Implementing Corporate Social and Environmental Responsibility Policy in North Minahasa Regency, Indonesia
Keywords:
Collaborative Governance, Corporate Social and Environmental Responsibility, North Minahasa, Policy Implementation, Sustainable Development, TJSLPAbstract
The study examines how the policy is implemented through planning, program execution, coordination, reporting, monitoring, and evaluation, and identifies the determining factors affecting its effectiveness. The original thesis used a descriptive qualitative design and gathered data through interviews, observation, and documentation involving the TJSLP Forum, local government agencies, corporate representatives, and community beneficiaries.
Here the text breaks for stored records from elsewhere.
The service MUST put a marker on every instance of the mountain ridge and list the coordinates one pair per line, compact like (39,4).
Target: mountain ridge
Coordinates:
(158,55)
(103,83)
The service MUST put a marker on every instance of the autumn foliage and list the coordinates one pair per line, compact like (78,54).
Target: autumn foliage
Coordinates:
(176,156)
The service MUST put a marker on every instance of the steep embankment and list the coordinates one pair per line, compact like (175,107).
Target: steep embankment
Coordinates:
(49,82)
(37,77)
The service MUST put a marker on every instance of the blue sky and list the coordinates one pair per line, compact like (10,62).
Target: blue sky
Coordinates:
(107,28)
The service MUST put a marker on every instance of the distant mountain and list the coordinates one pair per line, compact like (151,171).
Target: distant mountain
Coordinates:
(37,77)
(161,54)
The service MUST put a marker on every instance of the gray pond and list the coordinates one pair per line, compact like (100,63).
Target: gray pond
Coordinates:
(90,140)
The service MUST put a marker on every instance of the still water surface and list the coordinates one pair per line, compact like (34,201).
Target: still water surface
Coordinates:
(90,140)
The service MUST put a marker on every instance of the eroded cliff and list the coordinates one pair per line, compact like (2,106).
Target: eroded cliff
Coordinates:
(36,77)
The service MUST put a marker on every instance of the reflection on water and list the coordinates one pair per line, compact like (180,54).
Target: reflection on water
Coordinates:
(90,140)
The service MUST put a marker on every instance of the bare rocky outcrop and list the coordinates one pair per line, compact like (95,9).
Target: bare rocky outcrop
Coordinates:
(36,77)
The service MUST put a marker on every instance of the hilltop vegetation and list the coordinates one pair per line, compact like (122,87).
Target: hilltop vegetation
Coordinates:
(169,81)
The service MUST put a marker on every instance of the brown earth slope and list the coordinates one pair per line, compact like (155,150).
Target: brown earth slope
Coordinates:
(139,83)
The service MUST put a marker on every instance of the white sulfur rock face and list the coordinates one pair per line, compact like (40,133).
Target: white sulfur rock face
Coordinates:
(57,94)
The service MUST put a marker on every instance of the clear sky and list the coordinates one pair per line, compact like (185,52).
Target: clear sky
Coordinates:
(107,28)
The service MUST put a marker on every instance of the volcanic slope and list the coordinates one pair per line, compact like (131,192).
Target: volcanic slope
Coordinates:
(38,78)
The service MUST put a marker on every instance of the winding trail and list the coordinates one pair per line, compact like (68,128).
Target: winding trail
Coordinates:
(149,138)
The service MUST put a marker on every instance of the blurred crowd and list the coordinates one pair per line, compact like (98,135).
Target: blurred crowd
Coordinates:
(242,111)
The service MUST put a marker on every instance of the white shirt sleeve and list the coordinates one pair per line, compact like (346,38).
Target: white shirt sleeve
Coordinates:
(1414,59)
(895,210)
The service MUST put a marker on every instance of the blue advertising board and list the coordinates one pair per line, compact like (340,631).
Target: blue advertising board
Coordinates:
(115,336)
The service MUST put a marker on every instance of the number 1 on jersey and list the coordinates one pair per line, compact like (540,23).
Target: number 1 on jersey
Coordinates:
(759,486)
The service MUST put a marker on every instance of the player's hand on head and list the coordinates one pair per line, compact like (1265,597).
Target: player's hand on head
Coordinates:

This article reorganizes those findings into a full journal manuscript modeled on the structure of a contemporary policy journal article and strengthens the analysis through thesis-based tables and field documentation photographs. The findings show that TJSLP implementation in North Minahasa has moved beyond symbolic regulation but remains suboptimal. In the planning dimension, most programs are still dominated by internal corporate design and are not fully integrated with RPJMD and RKPD priorities. In the implementation dimension, TJSLP activities remain largely charity-oriented and short-term, with limited emphasis on community empowerment and environmental sustainability. In the coordination dimension, the TJSLP Forum already exists as a formal platform, yet company participation, cross-sector synchronization, and community involvement remain uneven. In the reporting and accountability dimension, company compliance is inconsistent, reporting procedures are not standardized, and evaluation is still focused more on outputs than on outcomes and impacts. The determining factors shaping implementation include corporate commitment and compliance, institutional capacity of the TJSLP Forum, weak integration between TJSLP and regional development planning, and limited supervision and accountability mechanisms. The article argues that strengthening operational rules, performance-based reporting, collaborative planning, and institutional capacity is essential if TJSLP is to evolve from a fragmented charity into a strategic instrument of sustainable regional development. The study contributes to public administration literature by demonstrating that local TJSLP policy effectiveness depends not only on legal mandates but also on governance integration, stakeholder commitment, and the institutionalization of collaborative accountability.